Quel rôle pour les Algériens de France et Franco-Algériens ?

Si les gens veulent en sortir, nous on tend la main. On a des compétences, plein de gens qui ont des qualités. Les gens peuvent se réunir, commencer à travailler, si chacun veut commencer à assurer la transition. En revanche, il appartiendra aux Algériens et aux Algériennes de décider qui, eux, veulent à la tête du pays, avec quel projet et pour quoi faire. Nous il nous appartient d’accompagner le mouvement social pour que justement les Algériens ne souffrent plus au quotidien dans le pays.

En cas de soulèvement, le risque d’un retour aux années les plus sombres de l’Algérie plane-t-il ?
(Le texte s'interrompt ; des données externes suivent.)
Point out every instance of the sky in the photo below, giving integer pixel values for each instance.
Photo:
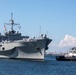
(57, 19)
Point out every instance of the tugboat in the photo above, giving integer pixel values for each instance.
(71, 56)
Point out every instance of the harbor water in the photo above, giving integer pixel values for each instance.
(47, 67)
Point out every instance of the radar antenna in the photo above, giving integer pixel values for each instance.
(12, 22)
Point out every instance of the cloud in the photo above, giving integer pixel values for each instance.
(67, 41)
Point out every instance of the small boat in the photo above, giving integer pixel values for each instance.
(71, 56)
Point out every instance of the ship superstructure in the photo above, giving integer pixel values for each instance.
(14, 45)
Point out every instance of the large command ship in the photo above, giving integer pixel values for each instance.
(13, 45)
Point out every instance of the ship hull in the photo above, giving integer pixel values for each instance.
(63, 58)
(34, 50)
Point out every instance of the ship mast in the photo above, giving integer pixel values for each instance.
(11, 22)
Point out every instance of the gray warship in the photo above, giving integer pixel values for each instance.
(15, 46)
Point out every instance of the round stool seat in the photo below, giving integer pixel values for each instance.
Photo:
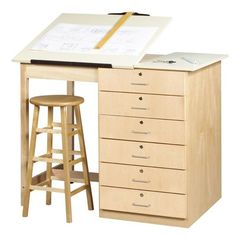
(57, 100)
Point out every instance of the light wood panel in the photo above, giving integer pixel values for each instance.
(203, 132)
(142, 81)
(141, 105)
(140, 177)
(142, 129)
(71, 73)
(142, 153)
(144, 202)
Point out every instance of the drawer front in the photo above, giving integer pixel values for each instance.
(145, 154)
(141, 105)
(143, 202)
(139, 129)
(146, 178)
(142, 81)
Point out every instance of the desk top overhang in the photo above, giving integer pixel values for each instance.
(128, 61)
(27, 55)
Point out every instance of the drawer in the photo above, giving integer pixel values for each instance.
(143, 202)
(141, 105)
(142, 129)
(142, 81)
(141, 153)
(146, 178)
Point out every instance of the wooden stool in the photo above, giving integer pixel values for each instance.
(67, 131)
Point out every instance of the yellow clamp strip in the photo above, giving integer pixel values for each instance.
(118, 24)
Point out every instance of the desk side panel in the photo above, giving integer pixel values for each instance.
(203, 133)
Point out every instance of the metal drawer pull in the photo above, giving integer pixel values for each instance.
(141, 181)
(141, 157)
(141, 205)
(139, 84)
(139, 108)
(140, 132)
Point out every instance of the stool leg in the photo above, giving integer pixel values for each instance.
(65, 146)
(30, 162)
(84, 163)
(49, 151)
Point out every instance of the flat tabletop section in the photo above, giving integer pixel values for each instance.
(179, 61)
(126, 60)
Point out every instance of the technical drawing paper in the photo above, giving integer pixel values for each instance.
(78, 38)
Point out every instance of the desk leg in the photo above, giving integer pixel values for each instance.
(24, 90)
(70, 91)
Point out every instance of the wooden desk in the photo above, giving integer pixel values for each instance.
(159, 139)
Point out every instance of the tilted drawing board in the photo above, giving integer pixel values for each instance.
(71, 39)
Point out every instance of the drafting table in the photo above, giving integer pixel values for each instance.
(159, 124)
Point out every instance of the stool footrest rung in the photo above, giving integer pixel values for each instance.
(76, 161)
(71, 126)
(41, 188)
(77, 190)
(47, 158)
(48, 130)
(59, 151)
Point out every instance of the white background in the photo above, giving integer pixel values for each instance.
(197, 26)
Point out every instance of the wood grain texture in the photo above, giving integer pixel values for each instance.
(140, 177)
(142, 81)
(141, 105)
(203, 137)
(24, 105)
(143, 202)
(142, 153)
(71, 73)
(142, 129)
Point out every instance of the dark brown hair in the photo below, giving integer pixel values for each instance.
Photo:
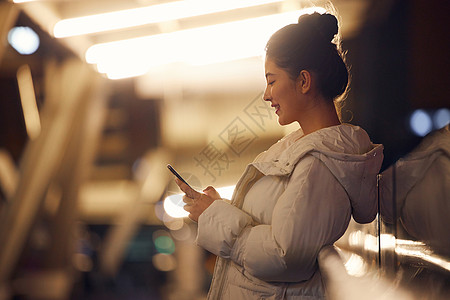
(308, 45)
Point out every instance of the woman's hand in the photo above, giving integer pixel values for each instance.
(197, 202)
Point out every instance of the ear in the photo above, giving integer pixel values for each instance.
(304, 81)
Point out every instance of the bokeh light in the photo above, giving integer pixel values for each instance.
(441, 118)
(24, 40)
(420, 122)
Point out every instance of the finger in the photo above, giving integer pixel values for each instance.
(187, 200)
(211, 192)
(187, 189)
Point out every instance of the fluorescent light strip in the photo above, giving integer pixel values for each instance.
(203, 45)
(148, 15)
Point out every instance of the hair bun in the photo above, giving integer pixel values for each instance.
(326, 24)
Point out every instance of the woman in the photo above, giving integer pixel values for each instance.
(299, 195)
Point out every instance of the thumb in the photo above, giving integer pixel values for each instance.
(211, 192)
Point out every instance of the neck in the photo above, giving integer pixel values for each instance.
(320, 114)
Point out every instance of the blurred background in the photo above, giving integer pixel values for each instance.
(98, 96)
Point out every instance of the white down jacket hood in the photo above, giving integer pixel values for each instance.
(295, 198)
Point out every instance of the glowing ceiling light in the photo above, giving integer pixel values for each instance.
(203, 45)
(173, 204)
(148, 15)
(24, 40)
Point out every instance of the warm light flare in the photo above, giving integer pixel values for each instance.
(148, 15)
(198, 46)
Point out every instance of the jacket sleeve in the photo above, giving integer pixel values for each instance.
(312, 212)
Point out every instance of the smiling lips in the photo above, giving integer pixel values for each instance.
(277, 107)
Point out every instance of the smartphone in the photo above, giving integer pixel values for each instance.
(178, 175)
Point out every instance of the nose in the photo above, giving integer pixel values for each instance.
(266, 95)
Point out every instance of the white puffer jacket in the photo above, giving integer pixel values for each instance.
(292, 200)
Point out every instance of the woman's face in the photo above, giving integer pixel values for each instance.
(283, 93)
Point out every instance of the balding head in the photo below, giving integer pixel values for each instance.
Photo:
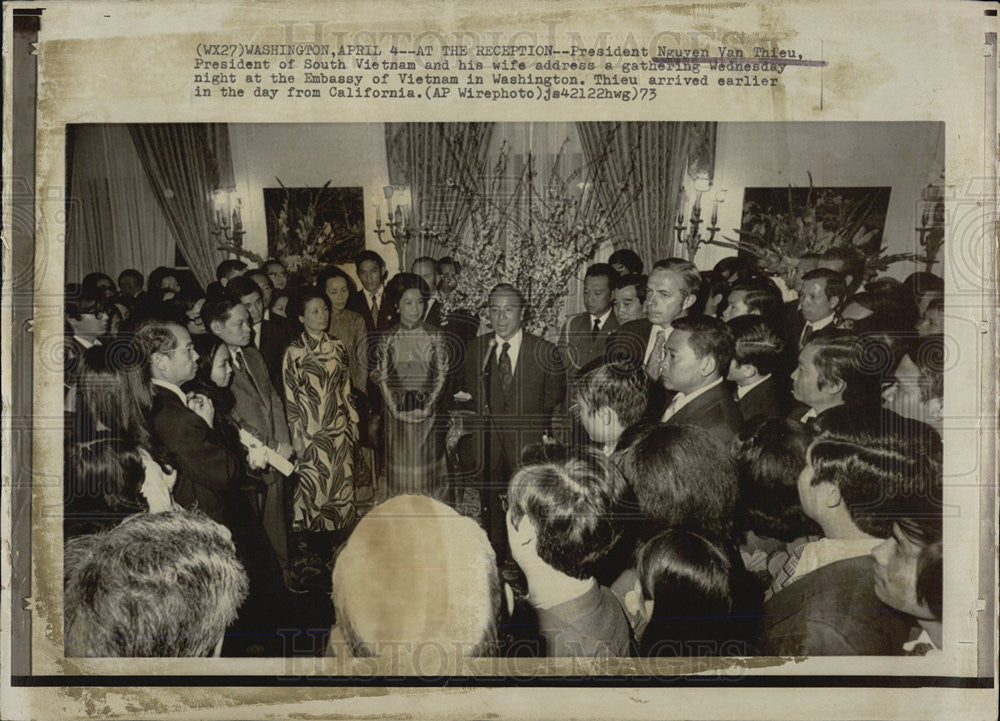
(415, 575)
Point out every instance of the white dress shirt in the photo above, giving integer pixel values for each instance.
(743, 390)
(173, 389)
(515, 348)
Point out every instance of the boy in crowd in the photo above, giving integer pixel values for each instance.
(611, 398)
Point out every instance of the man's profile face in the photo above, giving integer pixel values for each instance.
(179, 364)
(370, 275)
(681, 369)
(665, 297)
(235, 331)
(627, 304)
(505, 313)
(255, 306)
(814, 302)
(596, 294)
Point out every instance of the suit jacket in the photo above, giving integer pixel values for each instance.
(578, 343)
(833, 611)
(628, 344)
(258, 408)
(358, 302)
(208, 470)
(275, 335)
(715, 411)
(767, 399)
(518, 418)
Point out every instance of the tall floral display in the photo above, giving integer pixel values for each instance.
(536, 238)
(812, 221)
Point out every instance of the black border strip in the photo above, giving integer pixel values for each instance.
(641, 681)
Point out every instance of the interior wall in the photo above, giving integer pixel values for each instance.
(309, 154)
(905, 156)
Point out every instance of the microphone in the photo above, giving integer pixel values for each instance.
(488, 354)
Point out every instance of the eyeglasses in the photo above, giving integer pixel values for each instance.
(189, 349)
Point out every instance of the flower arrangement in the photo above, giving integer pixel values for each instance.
(534, 238)
(313, 227)
(824, 219)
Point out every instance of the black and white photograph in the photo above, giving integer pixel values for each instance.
(598, 389)
(443, 360)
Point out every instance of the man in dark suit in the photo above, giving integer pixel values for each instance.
(672, 288)
(270, 336)
(516, 383)
(698, 354)
(370, 301)
(823, 292)
(258, 410)
(585, 335)
(427, 268)
(757, 361)
(184, 429)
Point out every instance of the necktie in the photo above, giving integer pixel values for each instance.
(240, 363)
(506, 371)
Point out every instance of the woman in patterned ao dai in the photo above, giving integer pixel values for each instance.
(322, 421)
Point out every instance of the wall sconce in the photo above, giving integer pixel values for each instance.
(693, 240)
(227, 215)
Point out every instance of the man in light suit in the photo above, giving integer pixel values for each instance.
(516, 382)
(258, 410)
(671, 290)
(586, 334)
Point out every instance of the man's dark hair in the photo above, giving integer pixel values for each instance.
(769, 458)
(228, 266)
(708, 337)
(757, 344)
(843, 356)
(681, 477)
(883, 477)
(131, 273)
(159, 584)
(369, 255)
(242, 286)
(628, 258)
(602, 270)
(335, 272)
(637, 280)
(572, 506)
(218, 308)
(620, 386)
(833, 287)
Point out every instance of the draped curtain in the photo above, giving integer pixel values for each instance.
(185, 162)
(115, 219)
(425, 156)
(652, 159)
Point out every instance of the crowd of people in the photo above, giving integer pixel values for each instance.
(692, 466)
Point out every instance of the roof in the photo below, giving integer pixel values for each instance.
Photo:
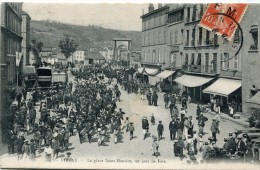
(122, 39)
(155, 11)
(255, 99)
(192, 81)
(95, 56)
(223, 87)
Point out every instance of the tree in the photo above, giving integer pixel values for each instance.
(36, 48)
(67, 46)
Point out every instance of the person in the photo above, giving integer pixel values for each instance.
(214, 129)
(145, 126)
(186, 127)
(154, 98)
(131, 129)
(201, 123)
(160, 130)
(206, 152)
(48, 152)
(149, 96)
(173, 128)
(68, 158)
(152, 119)
(118, 94)
(155, 146)
(127, 124)
(26, 150)
(180, 146)
(241, 146)
(166, 100)
(198, 111)
(182, 113)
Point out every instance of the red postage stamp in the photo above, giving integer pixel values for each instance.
(223, 18)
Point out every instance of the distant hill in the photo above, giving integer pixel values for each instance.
(51, 32)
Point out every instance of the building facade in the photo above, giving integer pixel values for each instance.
(250, 60)
(10, 44)
(26, 37)
(197, 57)
(78, 57)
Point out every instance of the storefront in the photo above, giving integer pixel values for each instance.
(226, 91)
(193, 85)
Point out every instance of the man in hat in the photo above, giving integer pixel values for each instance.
(145, 126)
(26, 150)
(160, 130)
(154, 98)
(131, 129)
(241, 146)
(68, 158)
(173, 128)
(206, 152)
(155, 146)
(214, 129)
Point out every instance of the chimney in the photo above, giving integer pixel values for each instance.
(151, 8)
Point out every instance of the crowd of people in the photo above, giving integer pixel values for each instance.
(88, 108)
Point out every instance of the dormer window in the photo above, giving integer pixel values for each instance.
(254, 32)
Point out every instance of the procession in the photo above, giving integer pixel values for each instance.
(158, 86)
(87, 107)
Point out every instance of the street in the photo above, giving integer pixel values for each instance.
(135, 109)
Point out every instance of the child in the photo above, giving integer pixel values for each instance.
(127, 124)
(153, 119)
(155, 146)
(131, 129)
(200, 142)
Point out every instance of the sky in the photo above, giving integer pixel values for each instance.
(116, 16)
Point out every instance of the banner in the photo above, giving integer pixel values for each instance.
(18, 57)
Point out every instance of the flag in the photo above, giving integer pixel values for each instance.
(18, 58)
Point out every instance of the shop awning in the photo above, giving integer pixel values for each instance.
(223, 87)
(192, 81)
(165, 74)
(148, 70)
(255, 99)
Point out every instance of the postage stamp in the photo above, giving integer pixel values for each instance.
(223, 18)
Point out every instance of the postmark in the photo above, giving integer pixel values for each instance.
(223, 19)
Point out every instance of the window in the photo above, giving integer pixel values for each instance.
(192, 59)
(200, 36)
(236, 36)
(201, 11)
(188, 15)
(207, 38)
(199, 59)
(194, 13)
(235, 62)
(176, 36)
(187, 38)
(225, 61)
(254, 32)
(186, 59)
(193, 37)
(206, 62)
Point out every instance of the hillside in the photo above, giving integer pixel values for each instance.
(51, 32)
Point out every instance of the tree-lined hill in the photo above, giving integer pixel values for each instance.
(51, 32)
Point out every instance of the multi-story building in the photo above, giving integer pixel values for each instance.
(78, 57)
(10, 44)
(250, 60)
(26, 37)
(202, 56)
(154, 41)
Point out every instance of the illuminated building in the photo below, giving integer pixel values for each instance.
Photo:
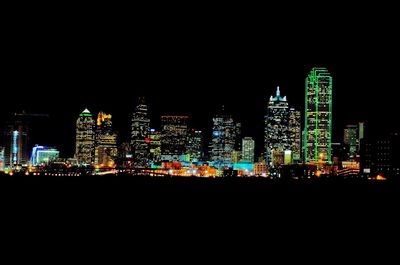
(238, 137)
(350, 138)
(223, 140)
(276, 136)
(174, 131)
(105, 141)
(260, 169)
(195, 145)
(294, 132)
(16, 144)
(1, 158)
(84, 152)
(43, 155)
(318, 117)
(155, 146)
(236, 156)
(248, 149)
(140, 135)
(381, 155)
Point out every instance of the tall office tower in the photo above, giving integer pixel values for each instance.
(361, 134)
(155, 146)
(248, 149)
(238, 137)
(173, 137)
(1, 158)
(195, 145)
(350, 138)
(43, 155)
(318, 117)
(381, 155)
(16, 144)
(295, 134)
(105, 142)
(223, 140)
(276, 127)
(140, 135)
(84, 151)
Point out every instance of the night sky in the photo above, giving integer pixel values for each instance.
(192, 69)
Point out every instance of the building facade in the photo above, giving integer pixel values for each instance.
(350, 138)
(140, 130)
(223, 140)
(194, 148)
(276, 136)
(43, 155)
(174, 132)
(155, 146)
(248, 149)
(318, 117)
(16, 151)
(294, 131)
(381, 156)
(105, 141)
(85, 136)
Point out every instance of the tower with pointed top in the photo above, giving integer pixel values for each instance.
(318, 117)
(276, 128)
(84, 148)
(140, 129)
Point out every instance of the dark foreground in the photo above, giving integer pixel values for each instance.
(183, 190)
(197, 215)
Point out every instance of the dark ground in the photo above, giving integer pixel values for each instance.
(194, 218)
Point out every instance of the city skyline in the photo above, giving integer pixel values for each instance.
(200, 119)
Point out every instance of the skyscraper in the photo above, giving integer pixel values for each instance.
(43, 155)
(295, 134)
(248, 149)
(140, 135)
(276, 126)
(155, 146)
(195, 145)
(223, 140)
(16, 144)
(105, 141)
(318, 116)
(174, 130)
(84, 151)
(350, 138)
(1, 158)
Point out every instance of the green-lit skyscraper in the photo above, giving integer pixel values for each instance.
(318, 116)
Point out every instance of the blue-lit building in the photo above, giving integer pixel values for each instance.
(43, 155)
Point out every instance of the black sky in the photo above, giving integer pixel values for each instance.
(192, 67)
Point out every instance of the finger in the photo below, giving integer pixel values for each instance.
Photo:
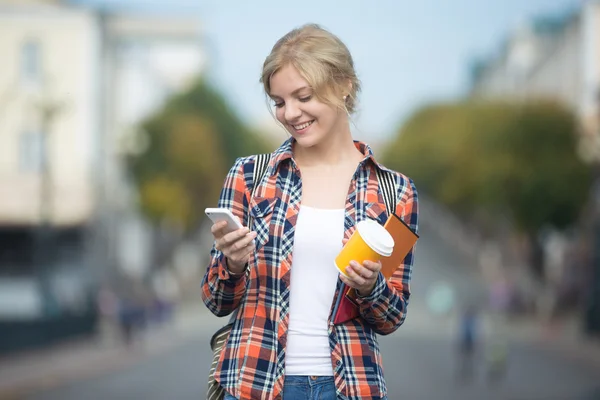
(243, 242)
(361, 270)
(218, 228)
(354, 276)
(234, 236)
(242, 255)
(372, 266)
(347, 281)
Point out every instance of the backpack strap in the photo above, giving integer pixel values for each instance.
(260, 167)
(387, 183)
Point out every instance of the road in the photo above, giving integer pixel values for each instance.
(419, 359)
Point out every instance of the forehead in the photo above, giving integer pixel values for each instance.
(287, 81)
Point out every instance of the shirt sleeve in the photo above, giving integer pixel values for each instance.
(385, 308)
(221, 291)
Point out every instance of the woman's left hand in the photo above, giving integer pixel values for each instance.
(362, 277)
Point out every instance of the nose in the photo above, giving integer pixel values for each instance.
(292, 112)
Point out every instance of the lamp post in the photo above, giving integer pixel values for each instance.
(592, 312)
(47, 109)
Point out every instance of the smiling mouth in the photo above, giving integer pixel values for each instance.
(303, 126)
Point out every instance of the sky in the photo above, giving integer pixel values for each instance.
(407, 53)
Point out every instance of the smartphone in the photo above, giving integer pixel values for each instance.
(223, 214)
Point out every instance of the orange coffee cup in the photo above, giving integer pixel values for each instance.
(370, 241)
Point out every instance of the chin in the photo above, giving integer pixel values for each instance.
(306, 142)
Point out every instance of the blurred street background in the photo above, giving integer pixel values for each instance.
(120, 119)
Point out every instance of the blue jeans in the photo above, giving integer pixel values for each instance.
(305, 388)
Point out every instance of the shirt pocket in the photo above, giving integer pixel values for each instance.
(261, 212)
(377, 212)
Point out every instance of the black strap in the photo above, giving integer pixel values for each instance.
(260, 167)
(387, 183)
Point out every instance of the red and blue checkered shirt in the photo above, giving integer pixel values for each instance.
(252, 363)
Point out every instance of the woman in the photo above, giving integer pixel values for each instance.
(280, 271)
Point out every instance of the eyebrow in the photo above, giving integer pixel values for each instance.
(294, 92)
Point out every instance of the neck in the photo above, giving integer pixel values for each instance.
(334, 149)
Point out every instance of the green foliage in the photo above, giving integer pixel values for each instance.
(511, 159)
(191, 143)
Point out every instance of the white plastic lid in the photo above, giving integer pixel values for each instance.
(376, 237)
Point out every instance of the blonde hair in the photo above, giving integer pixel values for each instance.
(322, 59)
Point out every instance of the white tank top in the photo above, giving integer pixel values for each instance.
(317, 241)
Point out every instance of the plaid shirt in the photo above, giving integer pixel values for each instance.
(252, 362)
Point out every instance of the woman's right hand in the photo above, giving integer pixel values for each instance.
(236, 246)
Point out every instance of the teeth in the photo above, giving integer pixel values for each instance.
(303, 126)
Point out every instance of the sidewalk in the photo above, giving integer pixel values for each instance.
(24, 373)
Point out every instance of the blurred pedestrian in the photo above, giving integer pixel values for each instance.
(280, 270)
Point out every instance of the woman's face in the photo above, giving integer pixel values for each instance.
(307, 119)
La difficulté que l’on a c’est que, à la fois la transition est obligatoire, et en même temps il ne faudrait pas précipiter le pays dans le chaos. Parce qu’on sait ce que l’Algérie a vécu il y a quelques années. C’est pour ça que les Algériens sont assez sceptiques. Nous, nous avons eu des débats en interne, je ne le cache pas. Aujourd’hui l’Algérie c’est un pays où il y a beaucoup de richesses. Ce qui fait qu’il y a beaucoup de gens qui aimeraient voir ce pays vendu à la découpe, pour en faire un futur Afghanistan, un futur Irak. Il y a des enjeux autres. C’est un pays qui a connu sa révolution, ça ne plait pas toujours. On ne pas faire fi de ce contexte ni de l’histoire de ce pays. C’est pourquoi nous en appelons à la transition démocratique et non pas au chaos. Vous avez vu ce que le pays a traversé avec les années noires, cette guerre fratricide. Donc les Algériens ont cette crainte de retomber là-dedans. Entre le chaos et rien, il y a cette possibilité de transition démocratique, nécessaire et vitale. Donc on n’est pas en train de mettre de l’huile sur le feu, au contraire, notre objectif est d’essayer de mettre de l’huile dans les rouages pour que les choses évoluent et avancent. Pour que soient entendus les Algériens, et que des réponses soient apportées à leurs revendications sociales. Il faut mesurer toutes les conséquences qu’appellerait une non réponse de la part du gouvernement à ce mouvement. Et le gouvernement serait bien inspiré de ne pas utiliser la force pour répondre à ces questionnements. Ce mouvement est une chance pour l’Algérie, qui interpelle le pouvoir sur les aspirations de la jeunesse, et c’est l’opportunité d’y répondre.